Sometimes you give up.
Sometimes through guilt, societal controls, “God-talk”, or exhaustion you settle into a miserable marriage détente or single loneliness, resigned to be forever lacking, forever hungry, forever un-loved.
If this is as good as it gets, why waste energy searching for what is never there? If only you can keep the screaming in your soul silenced long enough, perhaps this life will be over.
And then some Christian comes along and tells you, “God loves you.” You get told the God is the source of all the love you need.
Really? How is prayer to Someone you can’t see or hear or feel supposed to replace the warmth of a real-life body-to-body nice long hug? How can reading words on a page fill the need to be Number One to someone? Spirituality might be nice when contemplating life-after-death, but I need someone to love me right now! Even religion can be “looking for love in all the wrong places.”
A momentary pause; there are multiple reasons for pain in this world (including outright evil), some of them having nothing to do with your own attempts at love. God is the Source of all love. I’m making the point that our need for love is deep, and our human attempts at getting love often lead to much more pain.
What to Do Instead
Is there any hope? If you’re reading this you most ly intellectually believe God is where you should go to get your love needs met. But when you’re “skin hungry,” feeling lonely, fighting the sexual urges, and/or feel trapped in unfulfilling relationships it’s hard to get God’s love from your “knowing” to your “feeling.”

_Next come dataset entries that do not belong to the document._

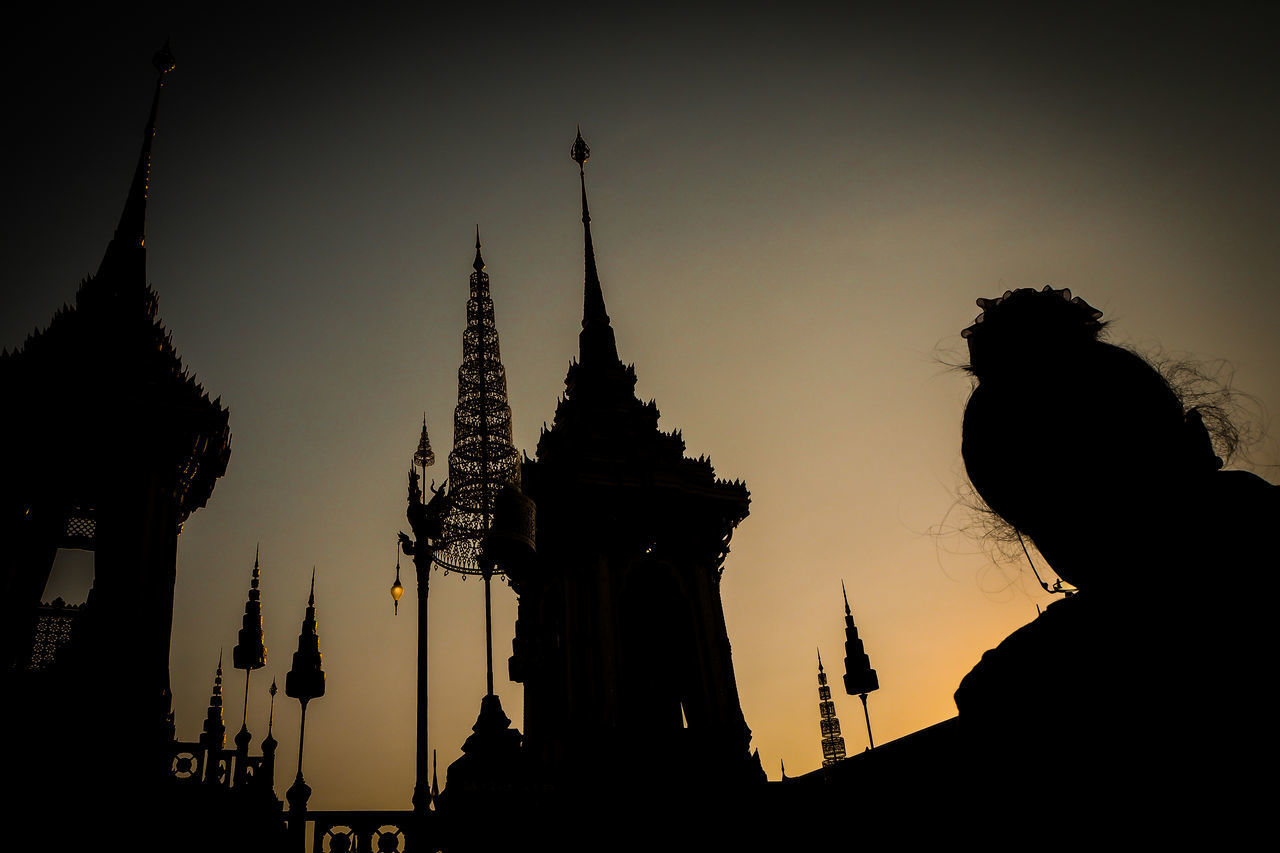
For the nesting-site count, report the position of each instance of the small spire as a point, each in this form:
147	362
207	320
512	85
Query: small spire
305	679
424	456
270	716
214	735
250	651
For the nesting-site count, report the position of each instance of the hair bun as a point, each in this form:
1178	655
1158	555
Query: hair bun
1027	327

Here are a few things to think about.
God pleads with us, “Why spend money on what is not bread, and your labor on what does not satisfy?” (Isaiah 55:2) It’s not that your desires are wrong; it’s that you’re going to places to get filled up that have nothing to offer. All your addictions and miserable relationships are trying to get love from someplace that was never intended to give you the love you need.

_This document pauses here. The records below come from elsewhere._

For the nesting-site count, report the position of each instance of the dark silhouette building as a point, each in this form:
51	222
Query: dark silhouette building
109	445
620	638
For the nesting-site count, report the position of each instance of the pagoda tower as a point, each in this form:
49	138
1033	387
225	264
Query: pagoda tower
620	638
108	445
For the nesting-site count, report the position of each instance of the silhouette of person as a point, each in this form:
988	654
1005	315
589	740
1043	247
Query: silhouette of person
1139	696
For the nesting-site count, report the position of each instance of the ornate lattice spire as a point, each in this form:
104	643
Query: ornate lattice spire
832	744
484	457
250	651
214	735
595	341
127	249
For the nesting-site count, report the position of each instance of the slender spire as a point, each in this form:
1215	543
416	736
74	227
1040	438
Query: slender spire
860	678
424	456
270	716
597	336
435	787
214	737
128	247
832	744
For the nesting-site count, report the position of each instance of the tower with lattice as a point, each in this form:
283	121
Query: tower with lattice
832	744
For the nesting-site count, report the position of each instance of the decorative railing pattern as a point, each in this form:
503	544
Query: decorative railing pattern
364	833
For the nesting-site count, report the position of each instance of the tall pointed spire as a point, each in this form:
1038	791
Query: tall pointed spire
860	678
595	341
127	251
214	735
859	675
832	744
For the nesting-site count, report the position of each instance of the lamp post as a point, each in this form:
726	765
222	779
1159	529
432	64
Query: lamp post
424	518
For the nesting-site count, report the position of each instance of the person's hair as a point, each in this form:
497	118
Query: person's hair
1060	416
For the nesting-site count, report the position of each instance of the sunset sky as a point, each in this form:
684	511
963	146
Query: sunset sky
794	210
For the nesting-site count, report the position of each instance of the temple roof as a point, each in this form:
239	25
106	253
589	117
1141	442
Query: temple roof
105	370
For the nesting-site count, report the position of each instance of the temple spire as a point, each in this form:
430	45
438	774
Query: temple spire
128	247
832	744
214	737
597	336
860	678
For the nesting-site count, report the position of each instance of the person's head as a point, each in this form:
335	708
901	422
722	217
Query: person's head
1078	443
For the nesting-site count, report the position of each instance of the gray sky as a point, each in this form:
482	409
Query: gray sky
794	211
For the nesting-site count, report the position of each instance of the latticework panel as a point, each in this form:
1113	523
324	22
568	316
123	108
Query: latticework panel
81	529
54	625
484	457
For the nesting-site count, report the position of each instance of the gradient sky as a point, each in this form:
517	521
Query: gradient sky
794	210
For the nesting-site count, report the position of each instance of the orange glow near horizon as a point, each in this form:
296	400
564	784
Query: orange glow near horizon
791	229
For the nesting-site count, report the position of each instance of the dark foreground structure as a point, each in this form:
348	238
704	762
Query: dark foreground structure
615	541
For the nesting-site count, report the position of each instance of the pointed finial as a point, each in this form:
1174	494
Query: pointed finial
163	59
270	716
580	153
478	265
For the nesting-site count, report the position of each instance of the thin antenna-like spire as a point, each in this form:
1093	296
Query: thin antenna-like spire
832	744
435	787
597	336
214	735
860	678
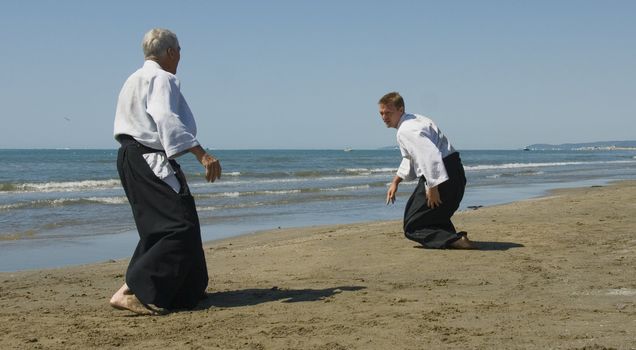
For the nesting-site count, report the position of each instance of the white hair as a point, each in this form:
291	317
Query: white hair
157	41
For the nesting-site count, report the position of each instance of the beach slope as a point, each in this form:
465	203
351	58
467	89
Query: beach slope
552	273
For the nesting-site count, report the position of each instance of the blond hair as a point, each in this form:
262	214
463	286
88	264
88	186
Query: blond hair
392	98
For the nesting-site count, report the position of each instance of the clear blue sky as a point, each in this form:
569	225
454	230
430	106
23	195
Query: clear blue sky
307	74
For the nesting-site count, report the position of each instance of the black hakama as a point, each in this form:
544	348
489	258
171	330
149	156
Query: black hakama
432	227
168	266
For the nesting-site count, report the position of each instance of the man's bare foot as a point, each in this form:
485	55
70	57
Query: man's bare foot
124	299
462	243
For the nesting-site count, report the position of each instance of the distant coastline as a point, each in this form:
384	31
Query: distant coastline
586	146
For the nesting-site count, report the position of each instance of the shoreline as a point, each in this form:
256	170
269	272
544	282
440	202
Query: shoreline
50	253
554	272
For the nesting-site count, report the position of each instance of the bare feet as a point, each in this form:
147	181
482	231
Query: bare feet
124	299
462	243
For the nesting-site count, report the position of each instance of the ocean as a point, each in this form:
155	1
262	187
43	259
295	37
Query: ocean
63	207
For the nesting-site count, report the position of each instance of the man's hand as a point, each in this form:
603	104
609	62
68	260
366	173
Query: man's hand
432	197
212	167
390	194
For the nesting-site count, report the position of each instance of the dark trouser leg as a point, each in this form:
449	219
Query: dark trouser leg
168	267
432	227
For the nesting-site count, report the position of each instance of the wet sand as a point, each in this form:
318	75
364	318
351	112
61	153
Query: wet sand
552	273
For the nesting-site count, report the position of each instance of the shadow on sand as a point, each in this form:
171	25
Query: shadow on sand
484	245
247	297
488	246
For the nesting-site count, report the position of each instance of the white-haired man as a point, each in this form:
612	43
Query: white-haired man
154	125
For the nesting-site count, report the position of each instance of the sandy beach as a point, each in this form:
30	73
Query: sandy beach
552	273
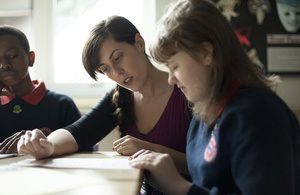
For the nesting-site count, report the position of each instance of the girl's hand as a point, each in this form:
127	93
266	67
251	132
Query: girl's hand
163	171
4	91
129	145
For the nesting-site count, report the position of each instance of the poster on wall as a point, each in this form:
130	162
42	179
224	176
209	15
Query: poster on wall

If you can’t get blood from a turnip, quit trying. Give up – on getting your needs met by grasping for something that’s not there. Just stop. Decide to do something different.
David was especially good at expressing how he pointed his desires toward God: “O God, you are my God, earnestly I seek you; my soul thirsts for you, my body longs for you, in a dry and weary land where there is no water.” (Psalm 63:1) Learn to do the same.
Healthy human relationships take effort and learning, and they are terribly important. But if you don’t learn to point your longing first toward God, human beings will always disappoint you. Pray or write or sing or cry or draw or in some way direct your longing toward God. Consciously take your heart emptiness to Him.
Some dimensions of Christianity keep everything mostly in your head. There are truths to learn and behaviors to get good at. But when it comes to the neediness in our souls those can feel completely empty.
Jesus didn’t come to give us a new religion; He came to give us LIFE! Listen to His heart cry: “Come, all you who are thirsty, come to the waters; and you who have no money, come, buy and eat! Come, buy wine and milk without money and without cost.” (Isaiah 55:1) Doesn’t sound very intellectual, does it?
If your experience with God has been mostly cerebral, it’s time to add another dimension to your Christian experience.
Invite God into the “soft” places, the emotional places, the wounded places of your being.
This does not negate the importance of Biblical truths, but connecting the needy places of your heart to God’s heart is absolutely necessary for you to experience healing and satisfaction.
And when you do that, you’ll find out you’re looking for love in the right place. Your capacity for experiencing love will grow, and you’ll have love to give to others.